A long-standing problem at the frontier of biomechanical studies is to develop fast methods capable of estimating material properties from clinical data. In this paper, we have studied three surrogate models based on machine learning (ML) methods for fast parameter estimation of left ventricular (LV) myocardium. We use three ML methods named K-nearest neighbour (KNN), XGBoost and multi-layer perceptron (MLP) to emulate the relationships between pressure and volume strains during the diastolic filling. Firstly, to train the surrogate models, a forward finite-element simulator of LV diastolic filling is used. Then the training data are projected in a low-dimensional parametrized space. Next, three ML models are trained to learn the relationships of pressure–volume and pressure–strain. Finally, an inverse parameter estimation problem is formulated by using those trained surrogate models. Our results show that the three ML models can learn the relationships of pressure–volume and pressure–strain very well, and the parameter inference using the surrogate models can be carried out in minutes. Estimated parameters from both the XGBoost and MLP models have much less uncertainties compared with the KNN model. Our results further suggest that the XGBoost model is better for predicting the LV diastolic dynamics and estimating passive parameters than other two surrogate models. Further studies are warranted to investigate how XGBoost can be used for emulating cardiac pump function in a multi-physics and multi-scale framework.
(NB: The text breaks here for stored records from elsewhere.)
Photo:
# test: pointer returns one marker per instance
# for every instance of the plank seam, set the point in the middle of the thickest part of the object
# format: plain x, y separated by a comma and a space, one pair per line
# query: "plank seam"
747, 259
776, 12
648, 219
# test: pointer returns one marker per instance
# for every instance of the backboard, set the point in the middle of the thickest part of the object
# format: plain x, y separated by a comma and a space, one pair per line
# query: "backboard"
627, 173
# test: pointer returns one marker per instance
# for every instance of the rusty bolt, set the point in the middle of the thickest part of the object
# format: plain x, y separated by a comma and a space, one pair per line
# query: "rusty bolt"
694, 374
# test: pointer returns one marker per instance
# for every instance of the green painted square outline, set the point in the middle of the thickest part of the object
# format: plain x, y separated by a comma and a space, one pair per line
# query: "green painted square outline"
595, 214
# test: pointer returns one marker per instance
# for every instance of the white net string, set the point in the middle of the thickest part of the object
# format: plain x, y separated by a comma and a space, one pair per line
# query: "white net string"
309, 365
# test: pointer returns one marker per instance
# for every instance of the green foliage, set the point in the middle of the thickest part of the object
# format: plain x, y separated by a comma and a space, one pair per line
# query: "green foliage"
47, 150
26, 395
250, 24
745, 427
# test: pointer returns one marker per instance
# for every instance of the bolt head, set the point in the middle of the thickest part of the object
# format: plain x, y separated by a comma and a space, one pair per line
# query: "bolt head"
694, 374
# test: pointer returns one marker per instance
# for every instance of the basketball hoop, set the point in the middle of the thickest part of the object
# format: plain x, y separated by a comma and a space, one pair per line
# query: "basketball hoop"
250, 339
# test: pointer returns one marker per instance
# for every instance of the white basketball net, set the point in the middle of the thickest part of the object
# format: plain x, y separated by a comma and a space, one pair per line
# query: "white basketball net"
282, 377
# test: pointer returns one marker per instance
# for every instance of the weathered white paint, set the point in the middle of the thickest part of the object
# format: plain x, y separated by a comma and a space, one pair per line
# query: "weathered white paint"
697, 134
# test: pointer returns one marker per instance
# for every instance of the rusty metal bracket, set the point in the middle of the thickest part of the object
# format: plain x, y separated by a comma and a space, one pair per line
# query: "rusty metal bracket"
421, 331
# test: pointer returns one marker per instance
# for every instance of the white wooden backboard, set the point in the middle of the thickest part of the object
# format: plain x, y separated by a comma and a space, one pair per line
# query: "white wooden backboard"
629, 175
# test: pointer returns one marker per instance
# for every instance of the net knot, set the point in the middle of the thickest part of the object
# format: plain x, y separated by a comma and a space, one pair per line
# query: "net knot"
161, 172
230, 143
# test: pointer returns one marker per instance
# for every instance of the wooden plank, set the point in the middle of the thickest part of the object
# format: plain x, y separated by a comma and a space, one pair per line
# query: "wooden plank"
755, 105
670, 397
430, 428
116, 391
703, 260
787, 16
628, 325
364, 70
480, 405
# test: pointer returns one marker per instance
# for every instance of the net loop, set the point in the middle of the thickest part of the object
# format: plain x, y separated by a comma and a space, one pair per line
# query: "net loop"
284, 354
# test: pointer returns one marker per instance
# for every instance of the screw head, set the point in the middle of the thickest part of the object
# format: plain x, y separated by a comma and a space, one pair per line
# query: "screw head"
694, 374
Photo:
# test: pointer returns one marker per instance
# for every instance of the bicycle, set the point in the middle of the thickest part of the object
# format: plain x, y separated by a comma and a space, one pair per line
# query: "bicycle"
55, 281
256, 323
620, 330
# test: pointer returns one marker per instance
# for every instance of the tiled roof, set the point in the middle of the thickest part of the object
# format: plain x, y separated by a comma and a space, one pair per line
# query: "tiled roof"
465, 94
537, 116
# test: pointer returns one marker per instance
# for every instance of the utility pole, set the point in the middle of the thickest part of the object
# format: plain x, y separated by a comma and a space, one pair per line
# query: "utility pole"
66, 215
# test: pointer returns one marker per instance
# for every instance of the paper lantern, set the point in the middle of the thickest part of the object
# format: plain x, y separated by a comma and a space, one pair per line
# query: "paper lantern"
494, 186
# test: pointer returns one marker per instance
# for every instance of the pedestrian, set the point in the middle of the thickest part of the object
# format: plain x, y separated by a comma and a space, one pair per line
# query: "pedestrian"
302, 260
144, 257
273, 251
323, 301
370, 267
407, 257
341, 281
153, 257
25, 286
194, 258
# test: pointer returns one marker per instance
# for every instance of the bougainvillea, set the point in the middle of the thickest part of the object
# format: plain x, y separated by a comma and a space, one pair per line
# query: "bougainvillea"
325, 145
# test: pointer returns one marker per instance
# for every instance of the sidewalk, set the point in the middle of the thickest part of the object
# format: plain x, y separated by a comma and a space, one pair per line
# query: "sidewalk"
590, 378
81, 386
机译:生物力学研究前沿的长期问题是开发能够从临床数据估算材料特性的快速方法。在本文中,我们研究了基于机器学习(ML)方法的三种代理模型,用于快速参数估计左心室(LV)心肌。我们使用三毫升命名为k最近邻(knn)的方法,Xgboost和多层的Perceptron(MLP)来模拟舒张填充过程中压力和体积菌株之间的关系。首先,为了培训代理模型,使用了一种直接的LV舒张填充的有限元模拟器。然后将训练数据投影在低维参数化空间中。接下来,培训三个ML模型以学习压力体积和压力应变的关系。最后,通过使用那些训练的代理模型来制定逆参数估计问题。我们的结果表明,三毫升型号可以很好地学习压力体积和压力 - 应变的关系,并且使用替代模型的参数推断可以在几分钟内进行。与KNN模型相比,来自XGBoost和MLP模型的估计参数具有远使不确定性远得多。我们的结果进一步表明,XGBoost模型更好地预测LV舒张动力学和估算被动参数,而不是其他两个代理模型。有必要进一步研究来调查XGBoost如何用于在多物理和多尺度框架中模拟心脏泵功能。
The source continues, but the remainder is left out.